Машину они оставили далеко, я даже в точности не помнил, где. Вроде бы нужно было очень долго идти прямо, в обратную сторону от склона.
И я шел. Это-то оказалось труднее всего. Вроде бы самое главное я уже сделал, оставались сущие мелочи, но именно на этом этапе боль оказалась невыносимой, а усталость — смертельной. Пару раз я ложился на снег и смотрел на светящуюся, как говорила Саша, всю в лессировках, луну.
— Давай, — говорил я себе. — Давай, сука, вставай. Надо.
И я шел дальше. Расстояние было не такое уж и страшное, но мне оно показалось просто бесконечным. Когда я увидел тачку, мне захотелось расплакаться. Я залез в нее и обнял руль.
Как же мне было страшно.
Управлять тачкой было еще большим мучением, чем ходить — израненные руки не давали рулить, сгибать и разгибать ноги, давя на газ или тормоз, было просто невыносимо, я почти выл.
На шоссе я выехал, но куда отправиться дальше понятия не имел, видимо, до указателя. Выяснилось, что я недалеко от Серпухова. Завидев вдалеке совсем золотые в отступающей ночи купола церквушек, я перекрестился.
Плюс ко всему меня еще начинало кумарить, а, может, просто ухудшилась простуда. Я вывалился из машины у первой же круглосуточной аптеки.
Сходил, бля, за сигаретками, называется. Я выложил купюру на прилавок и сказал:
— "Панадол", пожалуйста.
Провизорша обернулась и вскрикнула, увидев меня.
— Что? — сказал я, прекрасно понимая, какое впечатление произвожу.
Она прикрыла глаза, потом спросила:
— Может быть, вызвать скорую?
Думаю, ей тоже не хотелось во все это ввязываться, и я ее обрадовал.
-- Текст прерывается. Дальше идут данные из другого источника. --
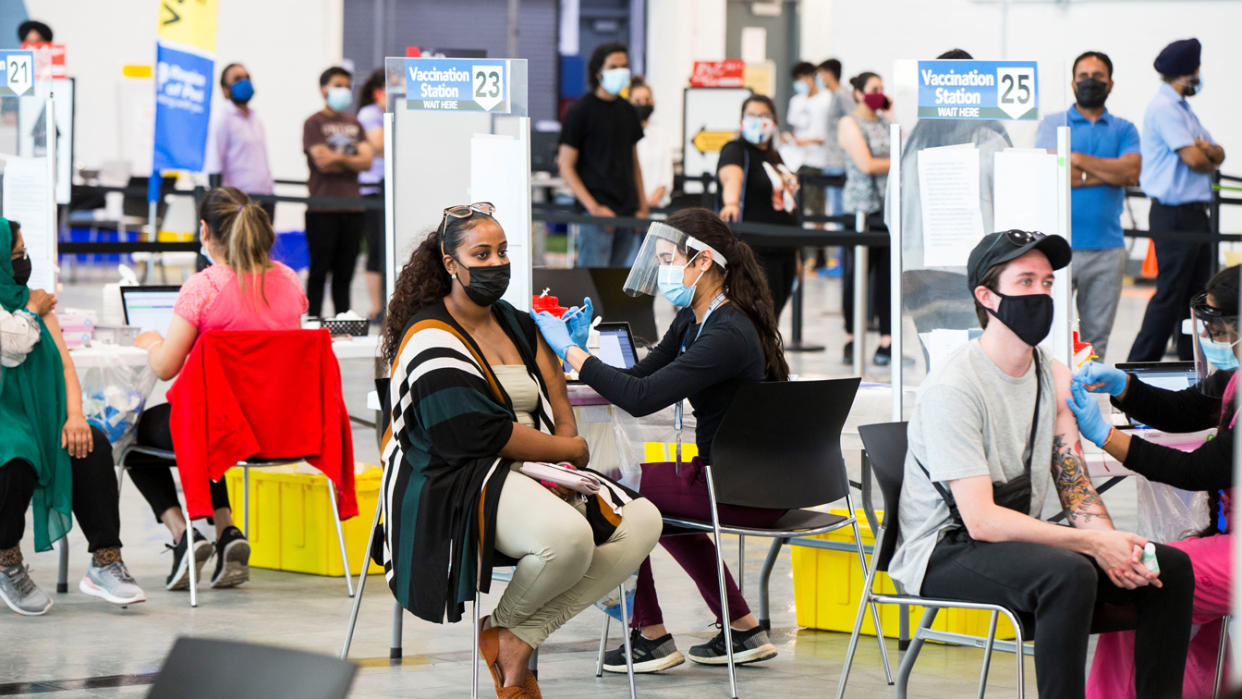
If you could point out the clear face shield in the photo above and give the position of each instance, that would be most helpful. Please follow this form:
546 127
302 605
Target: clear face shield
663 246
1216 342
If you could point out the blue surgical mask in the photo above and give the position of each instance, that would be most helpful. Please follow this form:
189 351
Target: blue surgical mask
1219 354
615 80
670 277
756 129
241 91
339 98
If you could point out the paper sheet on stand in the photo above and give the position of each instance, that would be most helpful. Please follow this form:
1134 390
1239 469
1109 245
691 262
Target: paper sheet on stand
949 199
27 200
492 162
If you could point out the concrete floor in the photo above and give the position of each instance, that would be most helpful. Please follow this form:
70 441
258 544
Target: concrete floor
85 647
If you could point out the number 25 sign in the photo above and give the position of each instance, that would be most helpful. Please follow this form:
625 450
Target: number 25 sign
19 73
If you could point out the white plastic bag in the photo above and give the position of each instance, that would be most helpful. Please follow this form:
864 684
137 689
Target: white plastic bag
1170 514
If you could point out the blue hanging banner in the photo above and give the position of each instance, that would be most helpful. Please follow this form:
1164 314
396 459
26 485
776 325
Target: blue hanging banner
183 107
979 90
457 85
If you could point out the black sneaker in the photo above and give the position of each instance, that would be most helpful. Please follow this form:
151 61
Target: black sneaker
648 656
180 576
748 647
232 559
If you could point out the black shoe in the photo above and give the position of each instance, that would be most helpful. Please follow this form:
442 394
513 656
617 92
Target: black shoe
883 355
748 647
180 576
232 559
648 656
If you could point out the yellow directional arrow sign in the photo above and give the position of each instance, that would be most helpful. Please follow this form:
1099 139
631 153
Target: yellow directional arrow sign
711 142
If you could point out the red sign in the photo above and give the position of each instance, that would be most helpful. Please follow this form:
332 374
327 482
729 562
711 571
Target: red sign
718 73
49 60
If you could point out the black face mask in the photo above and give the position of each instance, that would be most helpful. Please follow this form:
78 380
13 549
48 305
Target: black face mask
1091 93
487 283
21 271
1028 315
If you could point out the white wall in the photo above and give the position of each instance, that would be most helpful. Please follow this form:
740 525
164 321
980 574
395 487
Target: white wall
285 44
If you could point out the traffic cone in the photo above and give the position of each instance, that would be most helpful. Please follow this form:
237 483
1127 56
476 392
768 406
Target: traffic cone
1149 262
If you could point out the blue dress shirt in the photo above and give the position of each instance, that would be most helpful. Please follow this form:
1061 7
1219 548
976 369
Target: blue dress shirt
1169 126
1096 211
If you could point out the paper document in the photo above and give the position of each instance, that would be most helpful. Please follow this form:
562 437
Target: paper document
27 199
949 199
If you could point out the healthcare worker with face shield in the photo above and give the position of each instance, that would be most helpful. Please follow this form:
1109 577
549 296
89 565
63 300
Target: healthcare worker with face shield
1209 404
723 337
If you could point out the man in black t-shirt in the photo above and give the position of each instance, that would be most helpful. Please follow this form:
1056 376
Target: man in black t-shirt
599 160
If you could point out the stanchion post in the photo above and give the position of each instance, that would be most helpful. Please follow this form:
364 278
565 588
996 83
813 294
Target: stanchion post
860 304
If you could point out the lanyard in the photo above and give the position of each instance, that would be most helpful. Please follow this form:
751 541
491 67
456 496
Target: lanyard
678 407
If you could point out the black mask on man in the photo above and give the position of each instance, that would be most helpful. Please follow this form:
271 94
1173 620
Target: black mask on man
1028 315
21 271
1091 93
487 283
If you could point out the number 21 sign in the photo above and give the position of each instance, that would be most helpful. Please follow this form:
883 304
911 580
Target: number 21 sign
19 73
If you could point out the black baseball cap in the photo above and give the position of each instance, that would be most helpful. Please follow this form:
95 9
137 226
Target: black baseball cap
1000 247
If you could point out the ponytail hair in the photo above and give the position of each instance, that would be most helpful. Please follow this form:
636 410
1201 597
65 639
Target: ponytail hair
424 281
245 232
744 282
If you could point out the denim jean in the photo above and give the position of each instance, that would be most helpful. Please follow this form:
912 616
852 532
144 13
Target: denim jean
605 246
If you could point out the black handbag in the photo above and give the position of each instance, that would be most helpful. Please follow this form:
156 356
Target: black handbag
1014 494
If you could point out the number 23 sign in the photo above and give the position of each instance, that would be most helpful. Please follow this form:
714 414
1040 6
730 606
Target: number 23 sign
457 85
19 73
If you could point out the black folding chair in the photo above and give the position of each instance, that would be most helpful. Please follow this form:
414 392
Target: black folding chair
193 671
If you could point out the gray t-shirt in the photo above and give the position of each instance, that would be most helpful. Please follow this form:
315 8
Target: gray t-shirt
970 419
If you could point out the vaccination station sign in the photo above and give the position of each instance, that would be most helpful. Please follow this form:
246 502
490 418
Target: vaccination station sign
457 85
979 90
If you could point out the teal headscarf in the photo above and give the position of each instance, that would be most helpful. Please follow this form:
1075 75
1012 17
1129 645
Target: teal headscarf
32 415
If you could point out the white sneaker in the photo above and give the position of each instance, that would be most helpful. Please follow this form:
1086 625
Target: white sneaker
112 584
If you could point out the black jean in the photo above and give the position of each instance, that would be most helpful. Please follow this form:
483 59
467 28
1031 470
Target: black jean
154 476
95 497
333 240
1061 590
1184 270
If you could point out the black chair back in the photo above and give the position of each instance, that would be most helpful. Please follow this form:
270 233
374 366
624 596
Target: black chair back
886 450
205 668
779 445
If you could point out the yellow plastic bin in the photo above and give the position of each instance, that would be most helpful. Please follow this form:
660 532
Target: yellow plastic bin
829 584
291 520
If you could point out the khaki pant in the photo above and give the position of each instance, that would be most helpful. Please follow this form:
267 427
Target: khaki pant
560 571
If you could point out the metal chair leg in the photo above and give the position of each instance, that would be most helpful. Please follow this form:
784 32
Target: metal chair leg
340 538
629 654
725 622
62 574
362 581
1220 656
988 653
765 577
473 654
903 671
604 641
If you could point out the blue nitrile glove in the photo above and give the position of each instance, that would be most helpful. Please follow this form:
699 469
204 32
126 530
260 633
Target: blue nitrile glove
579 322
555 332
1091 422
1102 379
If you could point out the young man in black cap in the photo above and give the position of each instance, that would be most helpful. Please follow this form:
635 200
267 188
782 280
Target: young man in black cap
1179 157
991 435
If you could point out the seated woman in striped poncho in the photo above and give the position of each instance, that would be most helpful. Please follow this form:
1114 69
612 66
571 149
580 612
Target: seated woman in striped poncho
476 392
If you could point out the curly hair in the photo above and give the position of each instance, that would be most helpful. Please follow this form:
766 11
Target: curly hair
424 279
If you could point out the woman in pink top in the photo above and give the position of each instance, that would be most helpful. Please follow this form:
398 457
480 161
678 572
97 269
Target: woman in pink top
244 289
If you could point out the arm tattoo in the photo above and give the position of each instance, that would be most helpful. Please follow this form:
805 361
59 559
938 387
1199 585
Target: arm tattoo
1074 489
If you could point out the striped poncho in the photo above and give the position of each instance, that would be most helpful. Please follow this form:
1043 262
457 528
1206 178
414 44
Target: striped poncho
442 474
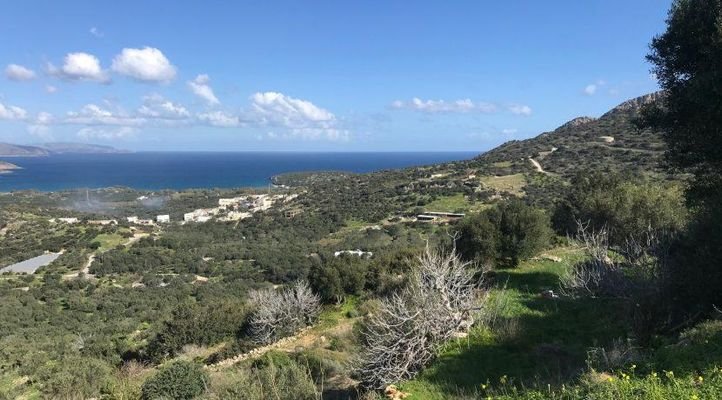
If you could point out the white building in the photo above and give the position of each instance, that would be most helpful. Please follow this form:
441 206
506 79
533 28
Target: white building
201 215
356 252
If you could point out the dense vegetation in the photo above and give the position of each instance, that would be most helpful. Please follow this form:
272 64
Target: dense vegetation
597 277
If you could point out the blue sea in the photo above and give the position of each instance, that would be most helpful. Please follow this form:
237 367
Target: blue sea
183 170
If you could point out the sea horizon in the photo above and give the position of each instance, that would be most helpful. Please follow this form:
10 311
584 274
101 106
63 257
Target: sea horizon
179 170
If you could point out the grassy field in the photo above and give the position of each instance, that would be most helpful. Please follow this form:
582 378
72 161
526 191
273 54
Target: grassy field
513 184
457 202
538 347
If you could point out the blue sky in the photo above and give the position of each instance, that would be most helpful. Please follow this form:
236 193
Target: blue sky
316 75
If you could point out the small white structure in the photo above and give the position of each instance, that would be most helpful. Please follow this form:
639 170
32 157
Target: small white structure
356 252
200 215
231 202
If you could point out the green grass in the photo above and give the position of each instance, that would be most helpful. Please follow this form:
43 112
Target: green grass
109 240
457 202
513 184
537 349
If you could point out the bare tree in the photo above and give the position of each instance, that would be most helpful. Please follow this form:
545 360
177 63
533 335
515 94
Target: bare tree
280 313
403 335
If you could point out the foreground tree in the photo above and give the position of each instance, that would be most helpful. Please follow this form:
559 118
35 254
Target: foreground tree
280 313
687 61
403 335
506 234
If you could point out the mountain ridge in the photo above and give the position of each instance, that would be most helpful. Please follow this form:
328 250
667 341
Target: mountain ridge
610 142
46 149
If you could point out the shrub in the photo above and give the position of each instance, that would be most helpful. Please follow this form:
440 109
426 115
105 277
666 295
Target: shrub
508 233
273 376
178 380
622 205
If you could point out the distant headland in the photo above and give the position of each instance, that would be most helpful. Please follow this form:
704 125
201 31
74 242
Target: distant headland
46 149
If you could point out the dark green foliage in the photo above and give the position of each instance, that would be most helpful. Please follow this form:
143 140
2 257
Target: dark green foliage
505 234
73 377
274 376
178 380
336 277
625 205
687 61
524 231
697 272
478 238
199 325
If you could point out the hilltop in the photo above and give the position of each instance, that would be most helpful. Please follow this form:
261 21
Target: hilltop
610 142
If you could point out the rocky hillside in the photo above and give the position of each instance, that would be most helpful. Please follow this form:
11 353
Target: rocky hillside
610 142
15 150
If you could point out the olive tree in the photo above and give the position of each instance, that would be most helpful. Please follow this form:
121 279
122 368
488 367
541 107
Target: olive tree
280 313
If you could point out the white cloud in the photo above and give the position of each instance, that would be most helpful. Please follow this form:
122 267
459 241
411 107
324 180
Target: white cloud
443 106
105 133
12 112
92 114
220 119
40 126
520 109
277 108
590 90
200 88
96 32
80 66
302 118
16 72
147 64
155 106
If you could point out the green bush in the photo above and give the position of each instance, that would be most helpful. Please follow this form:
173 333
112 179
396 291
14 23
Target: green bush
178 380
273 376
625 205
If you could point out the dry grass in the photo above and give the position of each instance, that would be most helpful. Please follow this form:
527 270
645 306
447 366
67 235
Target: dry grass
513 184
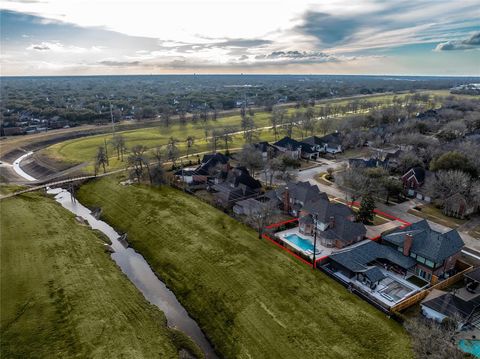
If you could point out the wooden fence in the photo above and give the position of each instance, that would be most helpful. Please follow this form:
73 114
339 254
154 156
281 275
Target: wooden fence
404 304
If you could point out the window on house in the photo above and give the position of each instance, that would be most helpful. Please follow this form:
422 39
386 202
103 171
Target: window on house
430 263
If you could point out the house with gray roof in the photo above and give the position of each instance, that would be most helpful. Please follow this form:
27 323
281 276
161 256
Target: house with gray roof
331 143
435 253
296 149
368 254
333 223
235 185
295 195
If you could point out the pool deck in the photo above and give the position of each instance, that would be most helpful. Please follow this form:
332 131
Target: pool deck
325 251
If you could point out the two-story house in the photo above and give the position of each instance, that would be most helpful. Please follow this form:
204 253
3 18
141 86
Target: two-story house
333 223
435 253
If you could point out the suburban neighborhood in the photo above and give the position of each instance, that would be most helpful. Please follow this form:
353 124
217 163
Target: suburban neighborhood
240 180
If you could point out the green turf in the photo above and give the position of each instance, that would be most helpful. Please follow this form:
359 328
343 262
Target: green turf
252 299
84 149
63 297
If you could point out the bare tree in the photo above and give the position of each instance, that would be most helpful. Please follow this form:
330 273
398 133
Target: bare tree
215 138
159 154
447 183
276 119
282 167
118 142
432 340
227 136
262 216
251 158
353 182
100 159
190 142
172 151
325 125
138 161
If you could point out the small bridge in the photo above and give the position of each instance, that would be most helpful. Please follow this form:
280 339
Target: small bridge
60 182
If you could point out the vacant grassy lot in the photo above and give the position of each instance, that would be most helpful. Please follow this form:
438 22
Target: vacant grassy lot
434 214
84 149
252 299
63 297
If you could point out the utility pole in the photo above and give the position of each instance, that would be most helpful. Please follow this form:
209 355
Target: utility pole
314 239
106 150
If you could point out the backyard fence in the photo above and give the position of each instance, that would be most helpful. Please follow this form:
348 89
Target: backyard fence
414 299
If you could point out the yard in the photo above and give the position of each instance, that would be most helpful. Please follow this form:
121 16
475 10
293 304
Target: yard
251 298
434 214
63 297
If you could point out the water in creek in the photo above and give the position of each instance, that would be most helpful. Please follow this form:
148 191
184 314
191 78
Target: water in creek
139 272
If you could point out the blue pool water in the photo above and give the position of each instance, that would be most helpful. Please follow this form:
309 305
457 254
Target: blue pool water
303 243
470 346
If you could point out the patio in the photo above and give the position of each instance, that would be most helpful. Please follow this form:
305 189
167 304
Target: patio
389 291
321 250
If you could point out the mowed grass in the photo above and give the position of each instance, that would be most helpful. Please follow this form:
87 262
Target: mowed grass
251 298
63 297
84 149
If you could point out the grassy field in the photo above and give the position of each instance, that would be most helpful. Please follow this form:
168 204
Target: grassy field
84 149
252 299
63 297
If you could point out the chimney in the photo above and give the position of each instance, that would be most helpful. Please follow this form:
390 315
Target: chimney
332 222
407 244
286 201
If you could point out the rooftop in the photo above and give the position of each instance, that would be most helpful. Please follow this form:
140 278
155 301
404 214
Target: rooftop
427 242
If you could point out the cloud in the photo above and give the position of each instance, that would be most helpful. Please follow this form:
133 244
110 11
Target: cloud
119 63
470 43
40 47
299 57
61 48
328 29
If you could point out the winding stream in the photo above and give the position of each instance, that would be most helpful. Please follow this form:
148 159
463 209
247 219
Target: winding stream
135 268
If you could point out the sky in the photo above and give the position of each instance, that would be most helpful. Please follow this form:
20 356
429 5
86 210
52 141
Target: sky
106 37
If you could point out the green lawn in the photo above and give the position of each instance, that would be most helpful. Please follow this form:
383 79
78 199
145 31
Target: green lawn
63 297
434 214
83 149
252 299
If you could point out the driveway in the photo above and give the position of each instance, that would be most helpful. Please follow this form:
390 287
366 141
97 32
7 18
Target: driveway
398 210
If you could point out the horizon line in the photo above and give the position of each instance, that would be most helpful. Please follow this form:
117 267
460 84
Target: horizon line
240 74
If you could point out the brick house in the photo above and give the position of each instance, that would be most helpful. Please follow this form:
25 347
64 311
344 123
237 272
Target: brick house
435 253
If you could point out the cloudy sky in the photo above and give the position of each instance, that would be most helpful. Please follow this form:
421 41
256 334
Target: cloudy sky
68 37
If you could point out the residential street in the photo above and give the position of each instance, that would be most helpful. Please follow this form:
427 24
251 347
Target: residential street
398 210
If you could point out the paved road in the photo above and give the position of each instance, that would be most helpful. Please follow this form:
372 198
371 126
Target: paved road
397 210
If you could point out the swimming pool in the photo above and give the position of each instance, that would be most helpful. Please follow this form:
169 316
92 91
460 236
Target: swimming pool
470 346
300 242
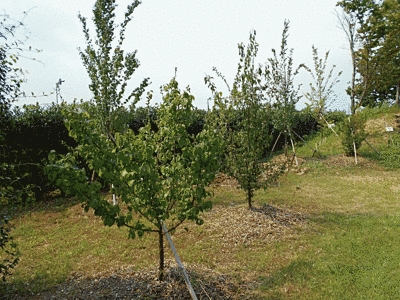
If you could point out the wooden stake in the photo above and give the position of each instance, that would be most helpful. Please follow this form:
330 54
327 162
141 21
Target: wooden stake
294 152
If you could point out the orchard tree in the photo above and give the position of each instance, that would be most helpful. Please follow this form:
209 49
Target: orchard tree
280 86
159 178
244 121
321 92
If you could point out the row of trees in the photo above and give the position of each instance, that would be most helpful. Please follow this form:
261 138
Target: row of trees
159 177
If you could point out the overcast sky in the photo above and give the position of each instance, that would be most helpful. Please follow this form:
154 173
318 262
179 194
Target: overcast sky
193 36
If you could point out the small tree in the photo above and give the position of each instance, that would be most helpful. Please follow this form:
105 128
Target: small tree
158 177
321 89
280 87
352 134
245 124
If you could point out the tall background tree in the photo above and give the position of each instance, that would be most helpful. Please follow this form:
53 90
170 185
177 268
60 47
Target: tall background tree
376 56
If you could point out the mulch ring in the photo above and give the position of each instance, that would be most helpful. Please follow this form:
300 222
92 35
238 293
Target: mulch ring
237 225
348 161
125 283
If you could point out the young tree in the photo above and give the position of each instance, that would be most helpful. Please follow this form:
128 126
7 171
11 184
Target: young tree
244 120
158 177
280 87
321 89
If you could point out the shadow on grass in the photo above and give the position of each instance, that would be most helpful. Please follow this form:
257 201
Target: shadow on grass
350 257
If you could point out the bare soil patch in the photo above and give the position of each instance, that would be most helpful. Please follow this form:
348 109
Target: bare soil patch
126 283
237 225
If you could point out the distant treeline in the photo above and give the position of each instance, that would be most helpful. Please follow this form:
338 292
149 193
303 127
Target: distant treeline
32 132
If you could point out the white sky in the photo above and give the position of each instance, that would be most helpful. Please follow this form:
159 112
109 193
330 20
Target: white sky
193 36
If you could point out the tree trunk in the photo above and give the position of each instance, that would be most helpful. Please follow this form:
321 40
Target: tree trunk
249 197
161 248
353 78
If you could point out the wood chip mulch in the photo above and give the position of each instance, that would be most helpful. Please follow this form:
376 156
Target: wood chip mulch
237 225
125 283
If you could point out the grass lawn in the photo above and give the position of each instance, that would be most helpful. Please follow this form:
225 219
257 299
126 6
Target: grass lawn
348 248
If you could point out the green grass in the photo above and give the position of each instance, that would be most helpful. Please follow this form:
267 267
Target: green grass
348 250
351 257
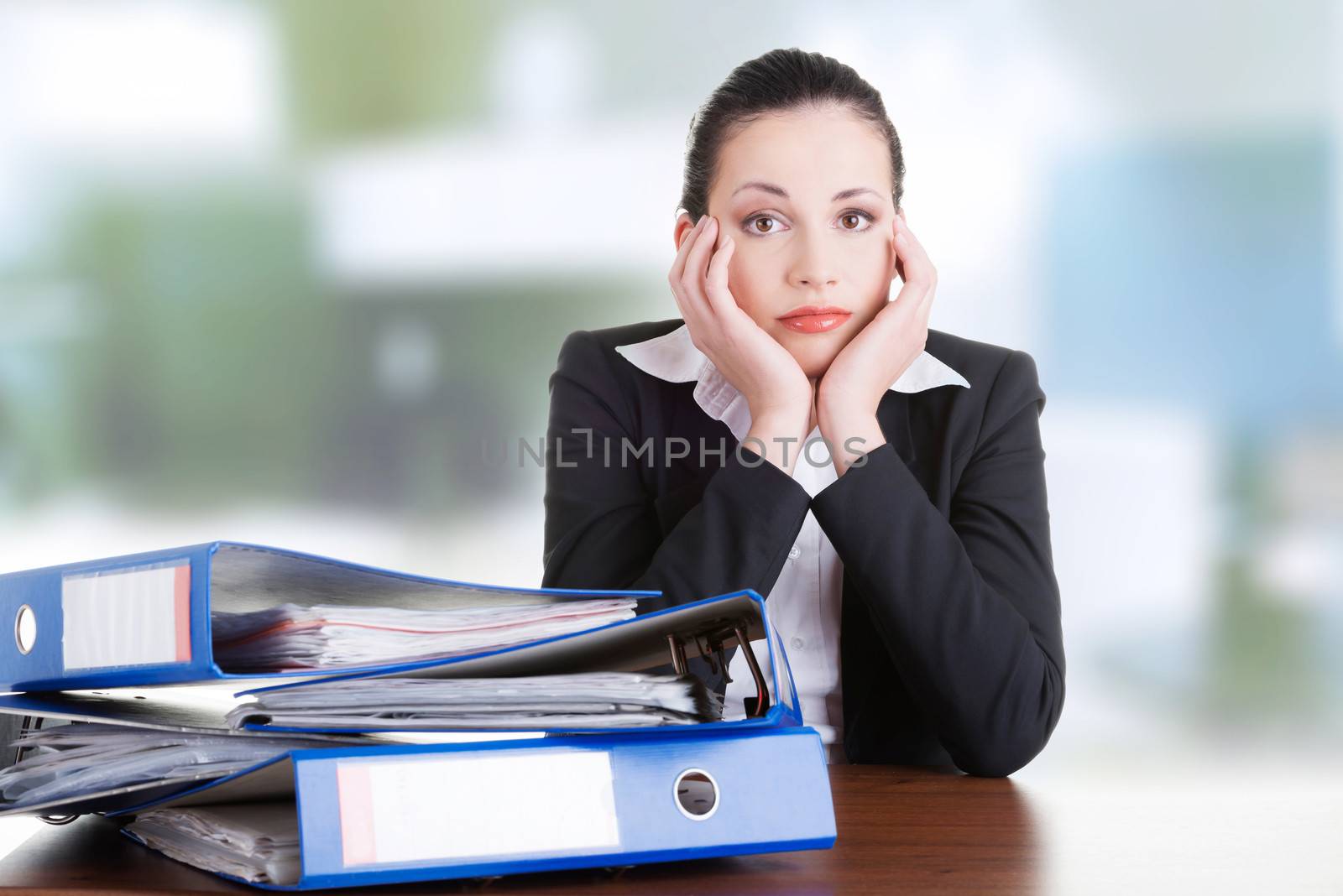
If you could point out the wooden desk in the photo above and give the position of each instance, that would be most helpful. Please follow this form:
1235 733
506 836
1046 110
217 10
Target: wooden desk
900 829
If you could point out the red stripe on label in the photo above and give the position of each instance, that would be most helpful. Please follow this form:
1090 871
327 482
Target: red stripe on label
181 612
355 795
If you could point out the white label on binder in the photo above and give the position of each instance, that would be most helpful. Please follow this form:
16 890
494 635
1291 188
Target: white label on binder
477 806
128 617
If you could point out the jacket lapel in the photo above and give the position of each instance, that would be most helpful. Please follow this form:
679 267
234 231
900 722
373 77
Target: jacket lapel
893 419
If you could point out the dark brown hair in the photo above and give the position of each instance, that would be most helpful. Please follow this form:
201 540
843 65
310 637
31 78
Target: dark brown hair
781 81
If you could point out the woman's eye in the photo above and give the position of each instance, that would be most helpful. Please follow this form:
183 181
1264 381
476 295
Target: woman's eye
850 221
857 216
755 224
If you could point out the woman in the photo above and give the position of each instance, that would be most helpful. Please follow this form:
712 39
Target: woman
799 434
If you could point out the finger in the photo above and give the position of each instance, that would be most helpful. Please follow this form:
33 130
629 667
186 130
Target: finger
897 266
678 264
688 295
917 266
716 282
698 263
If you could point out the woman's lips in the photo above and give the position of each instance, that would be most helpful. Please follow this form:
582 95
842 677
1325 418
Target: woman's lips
814 318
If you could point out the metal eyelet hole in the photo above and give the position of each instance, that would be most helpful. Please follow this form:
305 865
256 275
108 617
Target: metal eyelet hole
696 794
26 629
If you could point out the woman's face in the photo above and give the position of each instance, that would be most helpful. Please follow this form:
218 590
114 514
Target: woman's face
806 196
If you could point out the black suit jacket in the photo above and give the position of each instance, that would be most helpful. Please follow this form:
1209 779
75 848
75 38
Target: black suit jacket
951 645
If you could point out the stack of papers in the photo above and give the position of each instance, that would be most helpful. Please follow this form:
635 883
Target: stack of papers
579 701
89 757
319 638
254 841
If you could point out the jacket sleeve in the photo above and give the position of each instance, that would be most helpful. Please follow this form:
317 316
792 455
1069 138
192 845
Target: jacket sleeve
967 607
602 524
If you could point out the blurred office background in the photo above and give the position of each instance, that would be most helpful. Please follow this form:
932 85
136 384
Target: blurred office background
282 273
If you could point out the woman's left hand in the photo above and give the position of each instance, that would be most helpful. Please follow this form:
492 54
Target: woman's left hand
879 354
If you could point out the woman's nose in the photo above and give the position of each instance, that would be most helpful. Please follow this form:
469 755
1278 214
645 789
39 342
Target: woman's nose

— "Панадол" дай, — сказал я.
— Для взрослых? — спросила она. Тут я заржал и стал хлопать окровавленной рукой по прилавку.
— Ой, я не могу. Нет, бля, для детей.
У провизорши были красивые, даже учитывая ее почтенный возраст, темные глаза, я подумал, что она еврейка.
— Сейчас, — сказала она. — Я скоро вернусь.
Я подумал: стуканет на меня ментам, но она просто стала искать лекарство.
— Молодец, — сказал я. — Сдачи не надо.
Всегда мечтал это сказать, совсем как в крутом кинце. Я самодовольно улыбнулся и покинул зал.
В машине я сожрал четыре таблетки "Панадола" и задумался, почему я вообще взял именно его. Надо было ебашить "Трамадол", еще и с кумарами бы помог немножко.